In [1]:
import torch
import warnings
from transformers import MBartForConditionalGeneration, MBart50TokenizerFast

warnings.filterwarnings("ignore")

# model = MBartForConditionalGeneration.from_pretrained("facebook/mbart-large-50", cache_dir='models/mbart-large-50')
# tokenizer = MBart50TokenizerFast.from_pretrained("facebook/mbart-large-50", cache_dir='models/mbart-large-50', src_lang="en_XX", tgt_lang="ro_RO")

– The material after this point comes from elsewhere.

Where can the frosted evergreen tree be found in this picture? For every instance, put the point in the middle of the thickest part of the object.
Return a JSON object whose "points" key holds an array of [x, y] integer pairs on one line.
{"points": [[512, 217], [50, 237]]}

# src_text = " UN Chief Says There Is No Military Solution in Syria"
# tgt_text = "Şeful ONU declară că nu există o soluţie militară în Siria"

# model_inputs = tokenizer(src_text, text_target=tgt_text, return_tensors="pt")

# model(**model_inputs)  # forward pass

  from .autonotebook import tqdm as notebook_tqdm


In [None]:
from transformers import AutoTokenizer, AutoModelForSeq2SeqLM

tokenizer = AutoTokenizer.from_pretrained("models/mbart-large-50")

model = AutoModelForSeq2SeqLM.from_pretrained("models/mbart-large-50")

In [None]:
tokenizer.src_lang = 'en_XX'

text = "I love going <mask> the beach"
encoded_ar = tokenizer(text, return_tensors="pt")
generated_tokens = model.generate(**encoded_ar, forced_bos_token_id=tokenizer.lang_code_to_id["vi_VN"])
tokenizer.batch_decode(generated_tokens, skip_special_tokens=True)

In [None]:
from transformers import MBartForConditionalGeneration, MBart50TokenizerFast

model = MBartForConditionalGeneration.from_pretrained("models/mbart-large-50", cache_dir='models/mbart-large-50')
tokenizer = MBart50TokenizerFast.from_pretrained("models/mbart-large-50", cache_dir='models/mbart-large-50', src_lang="en_XX", tgt_lang="vi_VN")

In [None]:
tokenizer.src_lang = 'en_XX'

text = "I love<mask> to the beach"
encoded_ar = tokenizer(text, return_tensors="pt")
generated_tokens = model.generate(**encoded_ar, decoder_start_token_id=tokenizer.lang_code_to_id["vi_VN"])
tokenizer.batch_decode(generated_tokens, skip_special_tokens=True)

### Many to En

In [None]:
from transformers import MBartForConditionalGeneration, MBart50TokenizerFast

model = MBartForConditionalGeneration.from_pretrained("facebook/mbart-large-50-many-to-one-mmt", cache_dir='cache')
tokenizer = MBart50TokenizerFast.from_pretrained("facebook/mbart-large-50-many-to-one-mmt", cache_dir='cache')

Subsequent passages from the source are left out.